Each Back Garden puzzle is divided into four different sections, each of which is filled with a different vegetable. There are three rules to follow in order to clear the vegetables and number the tiles: you must move clockwise around the board, you must move in a straight line from section to section, and you can’t revisit a tile.

Now don’t panic about where to start because when you start a puzzle, some of the tiles have already been numbered. Your goal is to complete the puzzle by guessing the remaining numbers and having the hedgehog follow a path from 1 to 2 to 3 and so on.

Once you complete enough Back Garden puzzles, you open up the Orchard, which has its own set of rules. There are other sections you can open once you complete enough puzzles.

If you enjoy counting and Sudoku-type games, this is a great game to play. You get over 1,000 puzzles spread over several sections. However, all of the puzzles are not immediately available. The more you play, the more you open. The sheer volume of puzzles will keep a player busy.

Counting and Sudoku-type games aren’t really my thing, but I find myself playing a puzzle here and there because they are puzzling and almost soothing. They are a pleasant way to work the mind. And I have to admit, the rolling hedgehog is very cute.

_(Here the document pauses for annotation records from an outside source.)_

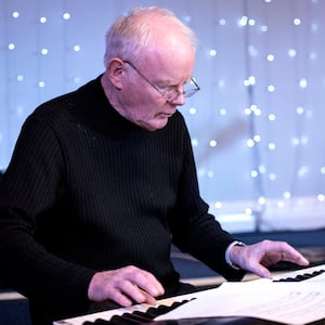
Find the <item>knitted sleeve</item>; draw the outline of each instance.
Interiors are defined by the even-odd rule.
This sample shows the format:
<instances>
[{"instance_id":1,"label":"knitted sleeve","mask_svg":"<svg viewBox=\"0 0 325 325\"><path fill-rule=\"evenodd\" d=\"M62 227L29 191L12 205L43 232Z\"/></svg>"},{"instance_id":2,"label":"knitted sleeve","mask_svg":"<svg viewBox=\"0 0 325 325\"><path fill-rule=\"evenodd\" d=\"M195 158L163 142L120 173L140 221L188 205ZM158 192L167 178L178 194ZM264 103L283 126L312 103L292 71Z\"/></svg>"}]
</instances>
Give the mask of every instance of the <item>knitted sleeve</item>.
<instances>
[{"instance_id":1,"label":"knitted sleeve","mask_svg":"<svg viewBox=\"0 0 325 325\"><path fill-rule=\"evenodd\" d=\"M61 301L78 311L94 272L56 258L35 238L37 220L62 195L63 159L54 130L28 118L0 184L0 276L47 308Z\"/></svg>"}]
</instances>

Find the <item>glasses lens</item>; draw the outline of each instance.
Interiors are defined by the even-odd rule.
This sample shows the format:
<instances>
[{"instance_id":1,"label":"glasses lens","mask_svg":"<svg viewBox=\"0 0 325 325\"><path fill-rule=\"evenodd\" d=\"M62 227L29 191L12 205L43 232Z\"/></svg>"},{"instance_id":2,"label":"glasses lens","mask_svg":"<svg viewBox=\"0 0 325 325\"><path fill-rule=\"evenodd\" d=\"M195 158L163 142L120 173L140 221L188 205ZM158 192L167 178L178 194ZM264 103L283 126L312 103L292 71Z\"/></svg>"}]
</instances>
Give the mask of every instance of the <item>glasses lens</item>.
<instances>
[{"instance_id":1,"label":"glasses lens","mask_svg":"<svg viewBox=\"0 0 325 325\"><path fill-rule=\"evenodd\" d=\"M199 90L198 84L191 79L188 82L183 84L183 91L178 88L170 88L164 92L164 98L166 101L172 101L180 94L183 94L185 98L190 98Z\"/></svg>"}]
</instances>

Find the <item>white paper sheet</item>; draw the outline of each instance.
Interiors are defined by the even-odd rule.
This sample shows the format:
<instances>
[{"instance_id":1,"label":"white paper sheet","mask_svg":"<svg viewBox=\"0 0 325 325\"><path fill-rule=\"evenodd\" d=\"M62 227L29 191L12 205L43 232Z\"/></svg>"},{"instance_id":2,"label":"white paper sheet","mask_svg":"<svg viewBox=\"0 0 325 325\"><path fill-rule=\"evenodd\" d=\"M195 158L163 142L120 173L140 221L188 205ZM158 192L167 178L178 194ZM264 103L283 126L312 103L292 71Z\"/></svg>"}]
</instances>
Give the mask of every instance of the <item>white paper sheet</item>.
<instances>
[{"instance_id":1,"label":"white paper sheet","mask_svg":"<svg viewBox=\"0 0 325 325\"><path fill-rule=\"evenodd\" d=\"M302 325L325 318L325 273L302 282L223 283L156 318L251 316Z\"/></svg>"}]
</instances>

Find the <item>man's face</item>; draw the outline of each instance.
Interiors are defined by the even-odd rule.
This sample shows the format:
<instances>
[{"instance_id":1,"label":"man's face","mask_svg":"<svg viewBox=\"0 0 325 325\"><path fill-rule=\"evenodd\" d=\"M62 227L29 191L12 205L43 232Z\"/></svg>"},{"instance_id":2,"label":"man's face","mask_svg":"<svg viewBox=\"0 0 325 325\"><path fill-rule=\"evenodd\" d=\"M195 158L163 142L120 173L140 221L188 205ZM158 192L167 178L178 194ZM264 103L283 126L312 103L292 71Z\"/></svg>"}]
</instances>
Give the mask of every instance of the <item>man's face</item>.
<instances>
[{"instance_id":1,"label":"man's face","mask_svg":"<svg viewBox=\"0 0 325 325\"><path fill-rule=\"evenodd\" d=\"M151 53L142 66L125 63L128 76L119 104L126 118L154 131L167 125L177 106L184 105L183 84L192 77L195 56L190 44L184 48L177 49L177 53L164 51L164 55L159 51ZM176 96L166 99L161 93L170 89Z\"/></svg>"}]
</instances>

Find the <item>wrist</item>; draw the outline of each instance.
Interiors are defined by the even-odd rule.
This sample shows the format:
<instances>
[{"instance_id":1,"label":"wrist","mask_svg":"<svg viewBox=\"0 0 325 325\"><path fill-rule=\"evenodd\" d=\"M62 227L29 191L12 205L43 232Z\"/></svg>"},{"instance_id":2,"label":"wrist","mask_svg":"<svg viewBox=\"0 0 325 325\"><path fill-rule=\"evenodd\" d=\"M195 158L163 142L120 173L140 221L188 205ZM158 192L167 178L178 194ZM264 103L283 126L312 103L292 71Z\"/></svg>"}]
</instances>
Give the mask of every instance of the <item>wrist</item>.
<instances>
[{"instance_id":1,"label":"wrist","mask_svg":"<svg viewBox=\"0 0 325 325\"><path fill-rule=\"evenodd\" d=\"M238 265L236 265L236 263L234 263L231 258L231 250L233 249L234 246L246 246L246 245L239 240L234 240L233 243L231 243L225 250L225 261L232 269L240 270L240 268L238 268Z\"/></svg>"}]
</instances>

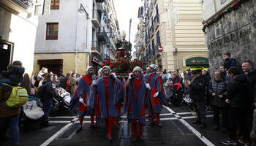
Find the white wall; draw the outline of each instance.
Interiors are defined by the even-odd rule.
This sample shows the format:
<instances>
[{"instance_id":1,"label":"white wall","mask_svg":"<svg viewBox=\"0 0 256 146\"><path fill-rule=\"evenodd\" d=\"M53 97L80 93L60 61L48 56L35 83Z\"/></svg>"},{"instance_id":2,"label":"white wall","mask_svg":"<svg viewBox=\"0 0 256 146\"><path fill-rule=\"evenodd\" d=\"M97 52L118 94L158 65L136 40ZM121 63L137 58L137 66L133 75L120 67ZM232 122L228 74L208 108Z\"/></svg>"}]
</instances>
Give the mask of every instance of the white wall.
<instances>
[{"instance_id":1,"label":"white wall","mask_svg":"<svg viewBox=\"0 0 256 146\"><path fill-rule=\"evenodd\" d=\"M24 19L12 14L9 41L14 42L13 61L20 61L25 72L33 72L37 17Z\"/></svg>"},{"instance_id":2,"label":"white wall","mask_svg":"<svg viewBox=\"0 0 256 146\"><path fill-rule=\"evenodd\" d=\"M85 13L78 12L80 3L89 13L90 19L86 19ZM35 53L74 53L76 48L78 52L89 51L91 46L91 1L64 0L60 1L59 9L50 9L49 15L39 16ZM46 23L55 22L59 23L58 39L46 40Z\"/></svg>"}]
</instances>

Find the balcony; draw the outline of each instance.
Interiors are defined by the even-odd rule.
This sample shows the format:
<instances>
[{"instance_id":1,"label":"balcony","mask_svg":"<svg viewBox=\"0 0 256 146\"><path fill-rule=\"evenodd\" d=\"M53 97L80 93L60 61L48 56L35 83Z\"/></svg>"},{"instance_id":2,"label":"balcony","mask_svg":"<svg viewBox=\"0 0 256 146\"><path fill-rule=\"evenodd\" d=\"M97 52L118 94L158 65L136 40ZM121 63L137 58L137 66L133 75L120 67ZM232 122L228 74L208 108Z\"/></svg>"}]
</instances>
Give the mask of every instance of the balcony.
<instances>
[{"instance_id":1,"label":"balcony","mask_svg":"<svg viewBox=\"0 0 256 146\"><path fill-rule=\"evenodd\" d=\"M18 13L29 12L29 8L33 6L31 0L1 0L0 4Z\"/></svg>"},{"instance_id":2,"label":"balcony","mask_svg":"<svg viewBox=\"0 0 256 146\"><path fill-rule=\"evenodd\" d=\"M153 20L154 29L156 31L159 26L159 15L157 14L154 18Z\"/></svg>"},{"instance_id":3,"label":"balcony","mask_svg":"<svg viewBox=\"0 0 256 146\"><path fill-rule=\"evenodd\" d=\"M110 42L107 33L105 31L97 33L97 36L99 42L102 42L104 45Z\"/></svg>"},{"instance_id":4,"label":"balcony","mask_svg":"<svg viewBox=\"0 0 256 146\"><path fill-rule=\"evenodd\" d=\"M102 10L101 9L94 9L92 11L92 18L91 22L94 26L97 28L100 28L100 23L102 20Z\"/></svg>"},{"instance_id":5,"label":"balcony","mask_svg":"<svg viewBox=\"0 0 256 146\"><path fill-rule=\"evenodd\" d=\"M150 34L151 34L151 37L153 37L153 36L154 36L153 25L150 27Z\"/></svg>"},{"instance_id":6,"label":"balcony","mask_svg":"<svg viewBox=\"0 0 256 146\"><path fill-rule=\"evenodd\" d=\"M102 3L105 0L95 0L97 3Z\"/></svg>"},{"instance_id":7,"label":"balcony","mask_svg":"<svg viewBox=\"0 0 256 146\"><path fill-rule=\"evenodd\" d=\"M108 54L104 54L104 57L103 57L103 61L107 61L108 60L109 60L110 58L109 57L109 55Z\"/></svg>"},{"instance_id":8,"label":"balcony","mask_svg":"<svg viewBox=\"0 0 256 146\"><path fill-rule=\"evenodd\" d=\"M100 51L100 45L99 45L99 42L98 41L93 41L92 42L91 52L96 53L100 55L102 55L101 51Z\"/></svg>"},{"instance_id":9,"label":"balcony","mask_svg":"<svg viewBox=\"0 0 256 146\"><path fill-rule=\"evenodd\" d=\"M154 6L155 6L157 4L157 0L153 0Z\"/></svg>"}]
</instances>

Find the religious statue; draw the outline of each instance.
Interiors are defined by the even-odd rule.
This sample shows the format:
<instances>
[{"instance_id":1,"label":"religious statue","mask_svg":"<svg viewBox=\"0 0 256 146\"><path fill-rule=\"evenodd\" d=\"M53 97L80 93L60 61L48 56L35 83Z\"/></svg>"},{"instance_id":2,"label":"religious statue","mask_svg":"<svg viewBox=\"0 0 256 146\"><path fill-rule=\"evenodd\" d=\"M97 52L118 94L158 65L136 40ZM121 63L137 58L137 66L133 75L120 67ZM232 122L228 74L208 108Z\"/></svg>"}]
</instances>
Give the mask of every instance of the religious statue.
<instances>
[{"instance_id":1,"label":"religious statue","mask_svg":"<svg viewBox=\"0 0 256 146\"><path fill-rule=\"evenodd\" d=\"M116 58L131 58L130 52L132 50L132 45L130 42L125 40L126 33L122 31L121 33L121 39L117 39L116 41L116 47L117 48Z\"/></svg>"}]
</instances>

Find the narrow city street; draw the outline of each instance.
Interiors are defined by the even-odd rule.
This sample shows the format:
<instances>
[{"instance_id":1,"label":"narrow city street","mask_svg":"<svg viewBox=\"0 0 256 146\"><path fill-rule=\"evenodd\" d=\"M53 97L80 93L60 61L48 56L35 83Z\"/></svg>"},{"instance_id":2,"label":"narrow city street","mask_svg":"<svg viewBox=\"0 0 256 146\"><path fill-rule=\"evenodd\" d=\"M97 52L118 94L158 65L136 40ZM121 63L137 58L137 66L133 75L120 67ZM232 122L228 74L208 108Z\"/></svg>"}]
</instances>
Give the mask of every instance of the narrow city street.
<instances>
[{"instance_id":1,"label":"narrow city street","mask_svg":"<svg viewBox=\"0 0 256 146\"><path fill-rule=\"evenodd\" d=\"M131 126L127 126L127 120L124 120L113 127L113 139L109 142L105 139L107 128L105 123L99 124L98 130L90 128L90 118L86 117L83 128L76 134L78 125L78 117L66 115L51 117L52 126L42 129L29 129L20 132L20 145L222 145L219 139L226 137L226 133L221 130L213 130L213 115L211 112L207 112L207 128L200 129L197 125L192 124L195 116L187 112L186 107L170 109L164 107L160 115L162 127L159 128L164 144L162 144L157 126L147 124L143 128L146 136L144 142L132 142ZM129 133L129 135L128 135ZM7 146L10 140L4 142L2 146Z\"/></svg>"}]
</instances>

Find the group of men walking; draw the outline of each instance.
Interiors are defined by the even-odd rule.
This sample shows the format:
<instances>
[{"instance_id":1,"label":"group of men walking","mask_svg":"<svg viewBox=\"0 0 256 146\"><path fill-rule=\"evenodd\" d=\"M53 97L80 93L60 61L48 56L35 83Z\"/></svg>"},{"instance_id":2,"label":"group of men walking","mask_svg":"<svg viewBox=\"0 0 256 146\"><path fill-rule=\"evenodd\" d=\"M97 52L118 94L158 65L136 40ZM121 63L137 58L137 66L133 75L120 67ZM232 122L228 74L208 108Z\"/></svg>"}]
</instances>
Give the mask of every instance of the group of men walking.
<instances>
[{"instance_id":1,"label":"group of men walking","mask_svg":"<svg viewBox=\"0 0 256 146\"><path fill-rule=\"evenodd\" d=\"M105 120L108 128L106 139L112 141L112 128L121 120L122 102L128 120L132 123L133 141L144 140L143 127L146 124L146 109L148 109L151 125L162 126L159 113L166 103L162 80L156 73L155 64L150 65L148 69L150 72L144 76L143 69L136 66L126 80L124 77L117 77L108 66L100 69L95 79L94 69L89 66L86 75L79 80L71 100L72 110L79 107L80 123L77 132L83 128L83 117L91 115L91 128L97 128L97 124Z\"/></svg>"}]
</instances>

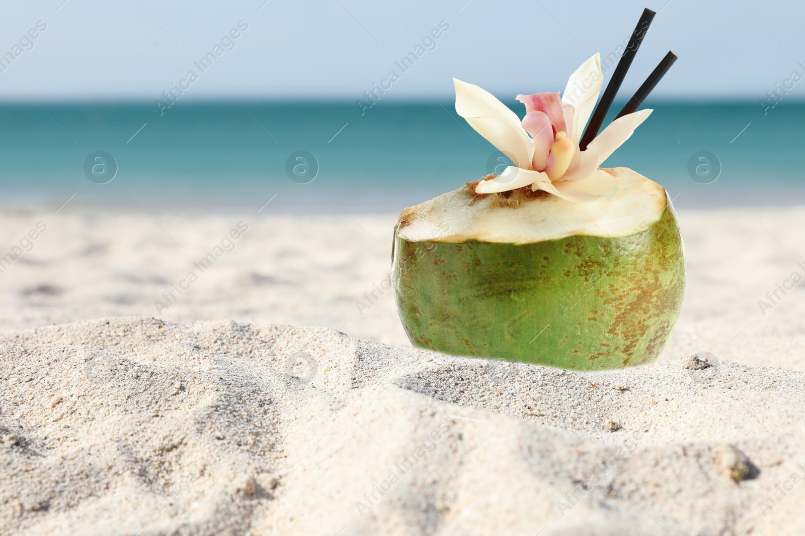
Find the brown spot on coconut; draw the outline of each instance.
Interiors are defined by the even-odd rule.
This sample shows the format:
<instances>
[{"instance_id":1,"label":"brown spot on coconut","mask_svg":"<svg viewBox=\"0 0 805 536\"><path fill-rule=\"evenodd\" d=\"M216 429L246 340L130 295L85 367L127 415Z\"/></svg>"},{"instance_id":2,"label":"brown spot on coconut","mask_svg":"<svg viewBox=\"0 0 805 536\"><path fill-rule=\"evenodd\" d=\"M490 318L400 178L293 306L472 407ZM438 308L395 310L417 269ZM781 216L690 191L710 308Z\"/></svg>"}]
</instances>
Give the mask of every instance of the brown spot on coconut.
<instances>
[{"instance_id":1,"label":"brown spot on coconut","mask_svg":"<svg viewBox=\"0 0 805 536\"><path fill-rule=\"evenodd\" d=\"M406 209L392 281L409 339L579 370L654 361L684 293L676 214L657 183L605 171L620 182L609 200L575 203L530 187L481 197L464 186Z\"/></svg>"}]
</instances>

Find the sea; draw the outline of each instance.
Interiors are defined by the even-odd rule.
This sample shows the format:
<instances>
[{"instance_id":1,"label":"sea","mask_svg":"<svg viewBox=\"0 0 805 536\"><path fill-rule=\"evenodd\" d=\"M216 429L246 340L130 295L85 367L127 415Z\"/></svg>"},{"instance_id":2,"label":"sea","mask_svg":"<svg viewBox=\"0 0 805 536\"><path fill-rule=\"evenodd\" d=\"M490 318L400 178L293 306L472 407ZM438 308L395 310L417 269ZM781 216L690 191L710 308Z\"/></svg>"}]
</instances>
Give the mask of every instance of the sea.
<instances>
[{"instance_id":1,"label":"sea","mask_svg":"<svg viewBox=\"0 0 805 536\"><path fill-rule=\"evenodd\" d=\"M605 166L680 208L805 203L805 104L650 105ZM4 209L399 211L506 162L447 97L0 104Z\"/></svg>"}]
</instances>

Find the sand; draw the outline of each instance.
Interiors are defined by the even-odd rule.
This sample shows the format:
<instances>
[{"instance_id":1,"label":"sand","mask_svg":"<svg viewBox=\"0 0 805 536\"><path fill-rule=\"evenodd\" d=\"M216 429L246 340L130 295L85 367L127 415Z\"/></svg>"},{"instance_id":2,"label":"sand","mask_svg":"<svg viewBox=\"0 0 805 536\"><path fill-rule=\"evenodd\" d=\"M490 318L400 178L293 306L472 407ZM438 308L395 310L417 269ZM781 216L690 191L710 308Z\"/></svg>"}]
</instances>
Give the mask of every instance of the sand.
<instances>
[{"instance_id":1,"label":"sand","mask_svg":"<svg viewBox=\"0 0 805 536\"><path fill-rule=\"evenodd\" d=\"M394 215L2 214L0 534L803 534L801 215L682 211L661 359L578 374L410 348Z\"/></svg>"}]
</instances>

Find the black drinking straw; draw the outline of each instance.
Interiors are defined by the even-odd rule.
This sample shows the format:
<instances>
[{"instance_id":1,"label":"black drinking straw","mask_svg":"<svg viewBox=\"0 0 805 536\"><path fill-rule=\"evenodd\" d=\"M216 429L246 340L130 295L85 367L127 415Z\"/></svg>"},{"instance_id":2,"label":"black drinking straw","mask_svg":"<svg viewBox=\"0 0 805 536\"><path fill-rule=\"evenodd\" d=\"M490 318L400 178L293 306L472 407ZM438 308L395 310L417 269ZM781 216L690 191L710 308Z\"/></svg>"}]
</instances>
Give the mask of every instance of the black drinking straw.
<instances>
[{"instance_id":1,"label":"black drinking straw","mask_svg":"<svg viewBox=\"0 0 805 536\"><path fill-rule=\"evenodd\" d=\"M623 109L621 110L621 113L617 114L617 117L615 117L615 119L622 117L627 113L633 113L636 112L638 110L638 107L643 104L643 101L646 100L646 97L649 96L651 90L657 86L657 84L660 81L663 76L665 76L665 73L668 72L668 69L671 68L671 66L674 64L675 61L676 61L676 55L671 51L668 51L668 53L665 55L664 58L663 58L663 61L661 61L659 65L658 65L656 68L651 72L649 77L646 79L643 84L640 86L634 95L632 96L632 98L629 100L629 102L626 103L626 105L623 107Z\"/></svg>"},{"instance_id":2,"label":"black drinking straw","mask_svg":"<svg viewBox=\"0 0 805 536\"><path fill-rule=\"evenodd\" d=\"M617 67L615 68L615 72L609 80L609 84L607 84L606 89L604 90L604 95L598 102L595 112L592 113L592 117L587 125L584 135L581 137L581 141L579 142L579 148L581 150L587 149L587 145L589 145L590 141L598 135L601 124L604 123L604 118L606 117L607 112L609 111L609 107L612 106L612 103L615 100L617 90L621 88L621 84L623 83L623 79L625 78L626 72L629 71L629 68L631 67L632 61L634 59L634 55L637 54L638 49L640 48L640 43L642 43L643 38L646 37L646 33L648 31L649 27L651 26L651 21L654 20L655 14L657 14L654 11L647 7L643 10L643 14L641 15L640 20L638 21L638 26L635 27L634 31L632 32L632 36L629 39L629 45L626 47L626 50L623 51L623 55L617 62Z\"/></svg>"}]
</instances>

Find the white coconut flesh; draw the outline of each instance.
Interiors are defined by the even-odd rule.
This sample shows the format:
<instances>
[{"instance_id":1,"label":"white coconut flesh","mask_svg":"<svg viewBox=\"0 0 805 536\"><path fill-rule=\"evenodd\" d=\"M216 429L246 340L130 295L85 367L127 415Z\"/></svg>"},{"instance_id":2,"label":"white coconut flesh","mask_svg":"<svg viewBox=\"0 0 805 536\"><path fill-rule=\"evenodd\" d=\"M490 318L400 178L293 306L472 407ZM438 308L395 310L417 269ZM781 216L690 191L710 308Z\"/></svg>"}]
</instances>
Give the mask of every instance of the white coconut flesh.
<instances>
[{"instance_id":1,"label":"white coconut flesh","mask_svg":"<svg viewBox=\"0 0 805 536\"><path fill-rule=\"evenodd\" d=\"M576 235L615 238L645 230L670 205L665 190L654 181L629 168L606 171L620 182L609 200L572 203L549 195L507 203L501 194L474 196L462 187L406 209L398 235L413 242L503 243L531 243Z\"/></svg>"}]
</instances>

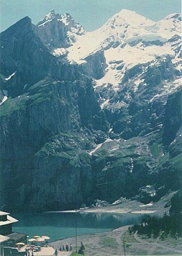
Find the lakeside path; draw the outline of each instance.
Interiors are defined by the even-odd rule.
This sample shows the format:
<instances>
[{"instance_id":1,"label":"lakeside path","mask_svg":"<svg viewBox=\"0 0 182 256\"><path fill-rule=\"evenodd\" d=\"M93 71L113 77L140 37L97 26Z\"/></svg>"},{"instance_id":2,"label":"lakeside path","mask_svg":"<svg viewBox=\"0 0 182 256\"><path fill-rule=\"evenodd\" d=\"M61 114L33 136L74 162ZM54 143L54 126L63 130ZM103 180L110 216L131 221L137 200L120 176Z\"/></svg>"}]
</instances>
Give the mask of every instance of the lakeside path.
<instances>
[{"instance_id":1,"label":"lakeside path","mask_svg":"<svg viewBox=\"0 0 182 256\"><path fill-rule=\"evenodd\" d=\"M78 236L78 250L82 241L85 246L86 256L124 255L124 240L126 255L182 255L182 238L175 240L168 238L164 241L142 239L136 234L129 235L127 232L128 227L124 226L108 232ZM52 242L50 245L58 249L64 243L71 243L73 251L75 251L75 237ZM66 256L63 252L58 255Z\"/></svg>"}]
</instances>

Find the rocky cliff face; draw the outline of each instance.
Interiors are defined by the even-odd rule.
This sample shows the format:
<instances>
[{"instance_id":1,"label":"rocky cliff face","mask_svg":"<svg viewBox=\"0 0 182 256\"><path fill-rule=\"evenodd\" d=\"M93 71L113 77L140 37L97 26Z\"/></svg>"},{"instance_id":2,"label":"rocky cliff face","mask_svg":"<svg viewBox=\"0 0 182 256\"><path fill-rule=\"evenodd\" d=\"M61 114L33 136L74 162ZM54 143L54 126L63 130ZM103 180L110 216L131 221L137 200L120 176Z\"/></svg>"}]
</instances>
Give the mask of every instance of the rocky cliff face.
<instances>
[{"instance_id":1,"label":"rocky cliff face","mask_svg":"<svg viewBox=\"0 0 182 256\"><path fill-rule=\"evenodd\" d=\"M171 16L122 10L88 33L52 11L1 34L2 209L149 203L179 189L180 16Z\"/></svg>"}]
</instances>

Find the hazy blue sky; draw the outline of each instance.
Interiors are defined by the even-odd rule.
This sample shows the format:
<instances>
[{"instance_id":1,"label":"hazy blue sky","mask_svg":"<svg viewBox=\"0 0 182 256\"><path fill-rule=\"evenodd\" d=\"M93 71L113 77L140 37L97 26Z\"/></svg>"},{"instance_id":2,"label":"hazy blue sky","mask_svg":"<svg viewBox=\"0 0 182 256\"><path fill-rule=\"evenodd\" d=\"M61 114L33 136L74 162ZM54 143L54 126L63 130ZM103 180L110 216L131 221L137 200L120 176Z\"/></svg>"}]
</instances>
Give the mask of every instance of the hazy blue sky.
<instances>
[{"instance_id":1,"label":"hazy blue sky","mask_svg":"<svg viewBox=\"0 0 182 256\"><path fill-rule=\"evenodd\" d=\"M36 24L52 9L69 13L92 31L123 8L158 20L170 13L180 13L181 0L1 0L1 31L25 16Z\"/></svg>"}]
</instances>

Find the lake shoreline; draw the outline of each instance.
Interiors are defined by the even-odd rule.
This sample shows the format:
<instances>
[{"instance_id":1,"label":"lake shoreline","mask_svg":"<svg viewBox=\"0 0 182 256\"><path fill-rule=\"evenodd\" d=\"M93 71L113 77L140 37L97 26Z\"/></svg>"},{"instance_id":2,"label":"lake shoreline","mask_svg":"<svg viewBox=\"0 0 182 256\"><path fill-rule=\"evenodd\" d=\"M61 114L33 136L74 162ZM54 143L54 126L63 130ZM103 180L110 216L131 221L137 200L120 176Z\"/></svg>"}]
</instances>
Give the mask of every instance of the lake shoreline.
<instances>
[{"instance_id":1,"label":"lake shoreline","mask_svg":"<svg viewBox=\"0 0 182 256\"><path fill-rule=\"evenodd\" d=\"M132 225L123 226L107 232L78 236L77 249L79 250L82 242L86 248L85 255L88 256L123 255L124 240L126 255L181 255L182 238L179 238L177 241L170 237L163 241L154 238L143 239L136 234L129 234L127 231L130 226ZM75 251L75 237L57 240L49 245L59 250L60 245L63 243L72 243L73 251Z\"/></svg>"}]
</instances>

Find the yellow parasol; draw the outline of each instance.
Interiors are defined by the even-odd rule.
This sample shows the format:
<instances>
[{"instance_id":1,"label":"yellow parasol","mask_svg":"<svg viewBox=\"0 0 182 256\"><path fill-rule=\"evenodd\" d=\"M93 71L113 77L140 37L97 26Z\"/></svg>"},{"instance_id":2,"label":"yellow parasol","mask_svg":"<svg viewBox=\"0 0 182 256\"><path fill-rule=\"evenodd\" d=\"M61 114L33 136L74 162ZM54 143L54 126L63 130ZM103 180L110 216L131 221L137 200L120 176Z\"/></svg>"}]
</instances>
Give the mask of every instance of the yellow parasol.
<instances>
[{"instance_id":1,"label":"yellow parasol","mask_svg":"<svg viewBox=\"0 0 182 256\"><path fill-rule=\"evenodd\" d=\"M28 242L35 242L35 241L36 241L36 240L35 238L30 238L28 241Z\"/></svg>"},{"instance_id":2,"label":"yellow parasol","mask_svg":"<svg viewBox=\"0 0 182 256\"><path fill-rule=\"evenodd\" d=\"M24 246L24 245L26 245L26 244L24 243L16 243L16 245L18 246L20 245L20 246Z\"/></svg>"},{"instance_id":3,"label":"yellow parasol","mask_svg":"<svg viewBox=\"0 0 182 256\"><path fill-rule=\"evenodd\" d=\"M40 238L41 238L41 237L40 237L39 236L34 236L34 237L33 237L33 238L36 238L36 239Z\"/></svg>"},{"instance_id":4,"label":"yellow parasol","mask_svg":"<svg viewBox=\"0 0 182 256\"><path fill-rule=\"evenodd\" d=\"M36 242L44 242L45 239L42 238L37 238L36 239Z\"/></svg>"},{"instance_id":5,"label":"yellow parasol","mask_svg":"<svg viewBox=\"0 0 182 256\"><path fill-rule=\"evenodd\" d=\"M45 240L49 240L50 237L46 237L46 236L42 236L42 238L45 239Z\"/></svg>"}]
</instances>

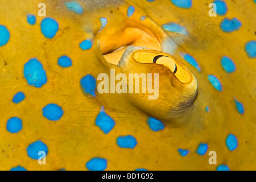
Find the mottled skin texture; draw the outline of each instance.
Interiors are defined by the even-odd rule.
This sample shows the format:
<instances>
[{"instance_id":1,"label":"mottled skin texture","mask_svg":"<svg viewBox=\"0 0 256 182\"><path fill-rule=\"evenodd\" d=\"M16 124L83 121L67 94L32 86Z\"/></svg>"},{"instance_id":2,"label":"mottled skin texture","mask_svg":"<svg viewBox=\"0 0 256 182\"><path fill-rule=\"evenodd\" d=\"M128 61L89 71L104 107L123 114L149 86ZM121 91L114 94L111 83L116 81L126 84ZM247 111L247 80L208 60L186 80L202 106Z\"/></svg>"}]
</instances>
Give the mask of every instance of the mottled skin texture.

Ratings for Hedgehog Gardens:

• Enjoyability: 3/5 — If you enjoy Sudoku-type numbering games, this one is for you. The sheer number of puzzles, over 1,000, should keep you occupied for a quite a while.
• How well puzzles are incorporated: 4/5 — The puzzles get progressively harder and bigger the later you go into each section. Since each puzzle has a unique solve, you really need to think and puzzle out how to complete each one, especially with the rule changes in other sections.
• Graphics: 2/5 — They’re pretty basic, just static pictures related to each particular section. For example, pictures of vegetables in the Back Garden. The rolling hedgehog is rather cute.
• Gameplay: 2/5 — It’s pretty much the same thing through all of the puzzles. There are different rules for each section, but you’re really just counting. There isn’t much variety.